Q&R <> Interrogeant un jour une comédienne américaine, PPDA s’avisa de lui demander son âge. Elle lui jeta à la figure : « It’s none of your business. » Moyennant quoi, il répondit malicieusement : « Je le sais, mais je ne le dirai pas. » Et il avait raison : il y a peut-être des journalistes plus intelligents que d’autres, mais la réponse de l’interviewé(e) est toujours fondamentalement plus importante que la question de l’intervieweur. Mutatis mutandis, autrement dit à un bien plus modeste niveau, il m’est arrivé la même chose un jour que j’interviewais, pour la revue de cinéma Starfix, l’alors jeune comédien américain Ken Marshall, vedette du film de science-fiction Krull. Je lui demandai ce qu’il avait fait avant ce film. Il m’expliqua qu’il avait interprété au théâtre le rôle d’un alcoolique. J’ajoutai en souriant : « Mais vous avez cessé de boire depuis ? » Je le vis alors blêmir : « You are not gonna print that ? » Il alla même ensuite se plaindre auprès de l’attaché-presse de ce journaliste qui s’était montré aussi déplaisant à son égard. C’était, me semble-t-il, faire tout un fromage pour une réflexion qui n’était sans doute pas d’une finesse extrême, mais qui prétendait simplement être drôle. La situation est la même lorsque certains VIPs se voient bombardés de produits culinaires divers et variés. Quand François Hollande se fait enfariner au milieu d’un meeting, je n’approuve guère l’enfarineuse, qui pourrait se dispenser de ce genre d’action pitoyablement potache ; cependant le ton calme, mais quasi tragique, sur lequel Hollande commente l’incident (« Il est inévitable qu’on tombe sur des déséquilibrés ; ce sont les risques du métier. ») me semble hors de propos. C’est en tout cas nettement moins bien que Godard, qui, le jour où il fut « entarté », se mit posément à lécher la crème qui entourait ses babines et ajouta sobrement : « Y a pas à dire, c’est quand même vachement bon ! » Mais c’est évidemment mieux que Marguerite Duras qui, dans des circonstances analogues, resta sans voix, mais émit un son que la décence nous empêche de mieux définir ici.

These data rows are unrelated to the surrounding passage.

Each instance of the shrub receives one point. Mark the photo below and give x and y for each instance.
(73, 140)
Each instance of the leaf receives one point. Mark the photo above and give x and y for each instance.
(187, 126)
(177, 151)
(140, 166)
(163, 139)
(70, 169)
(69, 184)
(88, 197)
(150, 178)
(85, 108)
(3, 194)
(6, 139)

LES TROIS AGES <> Elle le dit haut et clair sur la couverture de Paris-Match : « A soixante-quatorze ans, j’adore encore faire l’amour. » Certes, un journaliste anglo-saxon a récemment déclaré que la juvénilité de Jane Fonda tenait littéralement du miracle et nous croyons donc celle-ci sur parole if she still feels like a sex-machine, mais mon mauvais esprit a tôt fait de me remettre en mémoire cette histoire drôle, mais assez peu féministe, que racontait Fernand Raynaud, comique presque oublié aujourd’hui : « Une femme rougit trois fois dans sa vie. Elle rougit quand elle fait l’amour pour la première fois. Elle rougit ensuite quand elle se fait payer pour la première fois. Elle rougit enfin quand elle doit payer pour la première fois. »

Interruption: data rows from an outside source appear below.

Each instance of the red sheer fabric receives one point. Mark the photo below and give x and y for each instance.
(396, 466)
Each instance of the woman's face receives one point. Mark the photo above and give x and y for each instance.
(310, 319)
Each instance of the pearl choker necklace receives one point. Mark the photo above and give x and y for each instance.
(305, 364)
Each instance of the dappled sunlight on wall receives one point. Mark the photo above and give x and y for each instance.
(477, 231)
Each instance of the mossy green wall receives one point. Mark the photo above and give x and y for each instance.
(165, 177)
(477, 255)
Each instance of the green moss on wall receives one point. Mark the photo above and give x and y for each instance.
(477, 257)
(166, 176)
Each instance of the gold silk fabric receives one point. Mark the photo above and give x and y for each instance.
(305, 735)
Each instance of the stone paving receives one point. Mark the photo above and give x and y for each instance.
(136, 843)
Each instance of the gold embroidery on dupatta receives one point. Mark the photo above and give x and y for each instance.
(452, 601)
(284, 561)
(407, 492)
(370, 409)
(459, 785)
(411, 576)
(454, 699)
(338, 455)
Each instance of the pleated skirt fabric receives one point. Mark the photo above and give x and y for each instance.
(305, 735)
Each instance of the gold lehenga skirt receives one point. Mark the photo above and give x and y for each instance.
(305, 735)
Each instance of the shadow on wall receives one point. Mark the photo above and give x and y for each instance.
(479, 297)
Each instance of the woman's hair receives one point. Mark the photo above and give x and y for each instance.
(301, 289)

INITIALES [pour me faire pardonner la notule qui précède] <> Le plus souvent, les féministes me semblent, par leurs éclats, nuire à la cause même qu’elles entendent défendre. Mais quand je découvre récemment, en lisant la recension d’un ouvrage sur la littérature féminine, que J.K. Rowling avait réduit ses prénoms à leurs initiales, non pas par coquetterie, mais parce que son éditeur lui avait dit de le faire, pour que les lecteurs fussent amenés à penser que l’auteur des aventures d’Harry Potter était un homme, je suis bien obligé de me dire que les féministes n’ont pas toujours tort.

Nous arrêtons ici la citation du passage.